I did map those details and explained precisely why i did it that way.
So far noone tried to show how to map exactly those details in a different way.
I encourage you try
Photographs that you have taken while you are there are better - they are more likely to be up to date!
Looking at the pictures above**, I suspect most people here would map them with one line, either as segregrated=yes
or as a “cycleway with a sidewalk” (as some poeple from the Netherlands have suggested).
** You might be able to find places where the photos above aren’t typical - please post them!
I uploaded these photos to show the rest of community how this path looks. These photos are up to date, but I can take some in the next week if you’re interested, I go there to work.
take a look here
the tactile_pavement
is continuous on the sidewalk part and the cycleway breaks, so it’s the bikes that have to yeld.
Two crossings like that are visible on this one spot there above.
But in this example closeby
it is the footway that end with a kerb and so pedestrians have to yeld to cycling traffic. tactile_pavement
looses continuity and it’s marked in the kerb area.
Those two examples present a widespread modern method how road infrastructure is designed these days around here.

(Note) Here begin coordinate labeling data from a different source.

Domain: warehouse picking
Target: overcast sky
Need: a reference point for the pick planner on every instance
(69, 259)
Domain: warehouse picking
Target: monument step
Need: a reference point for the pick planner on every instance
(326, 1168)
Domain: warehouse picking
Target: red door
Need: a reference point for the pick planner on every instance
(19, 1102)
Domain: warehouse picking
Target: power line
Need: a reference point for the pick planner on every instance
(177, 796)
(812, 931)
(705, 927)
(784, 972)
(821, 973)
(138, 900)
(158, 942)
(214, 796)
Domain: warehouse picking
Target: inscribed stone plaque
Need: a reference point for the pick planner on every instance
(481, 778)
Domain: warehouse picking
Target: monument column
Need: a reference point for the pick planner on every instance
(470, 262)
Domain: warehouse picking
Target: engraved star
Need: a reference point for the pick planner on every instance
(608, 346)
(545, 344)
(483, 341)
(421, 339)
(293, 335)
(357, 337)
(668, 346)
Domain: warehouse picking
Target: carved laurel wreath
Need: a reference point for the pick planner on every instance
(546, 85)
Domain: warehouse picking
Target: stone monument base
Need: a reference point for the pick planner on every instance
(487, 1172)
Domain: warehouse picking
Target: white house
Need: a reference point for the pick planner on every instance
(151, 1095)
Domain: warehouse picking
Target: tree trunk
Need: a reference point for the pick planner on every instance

But of course not everywhere, not everytime. Mapping multiple lines is not always necessary, but it is clearly not against rules
As i’m proving that in this scenario it is actually the only way, as noone else proved otherwise
Both of those links are 2024 streetview sources. I have linked em, coz only taking a screenshot and posting em to to community.openstreetmap.org is not permitted, right? Links are okey?
I write about it, coz @theDM in his post did take his screenshots on g street view and posted them here, which is another rule break i gues.
Uploading pictures here (like has been done above) should be OK, but may depend on your reputation (such as number of posts) in the forum.
@SomeoneElse As far as i know google doesn’t allow taking screenshots from their street view service and post em around in the internet.
It is not forbidden explicibly by OSM rules i gues, because you know em.
It might be forbidden to map OSM directly from google sources tho, so i heard.